Abstract

Despite the known effects of sodium-glucose-cotransporter 2 (SGLT2) inhibitors in halting chronic kidney disease (CKD) progression and decreasing mortality from renal and cardiovascular causes, their use in patients with primary and secondary glomerular diseases maintained on immunosuppressive therapies (IST) has not yet been established. In this open-label, uncontrolled study, SGLT2 inhibitors were prescribed to patients with glomerular diseases maintained on IST to assess the safety of their use. Nine out of 17 patients had no diabetes. During a mean of 7.3months follow-up duration, the incidence rate of urinary tract infection (UTI) was 1.6 per 100 person-months. The UTI episodes were successfully treated with antibiotic therapy without the need to discontinue SGLT2 inhibitors.
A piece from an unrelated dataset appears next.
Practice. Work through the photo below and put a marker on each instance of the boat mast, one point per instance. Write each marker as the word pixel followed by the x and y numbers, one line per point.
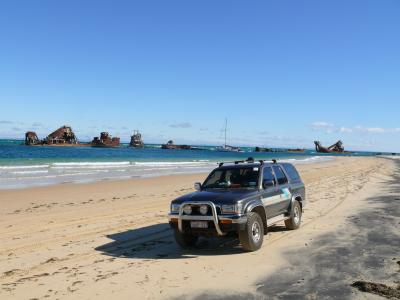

There were no cases of acute kidney injury (AKI), ketoacidosis, amputation, or Fournier gangrene. Moreover, markers of kidney damage such as mean serum creatinine (decreased from 1.7 to 1.37mg/dl) and mean proteinuria (urinary albumin-to-creatinine ratio decreased from 2669 to 858mg/g) improved throughout the follow-up period. SGLT2i are safe to use in patients with glomerular diseases on IST.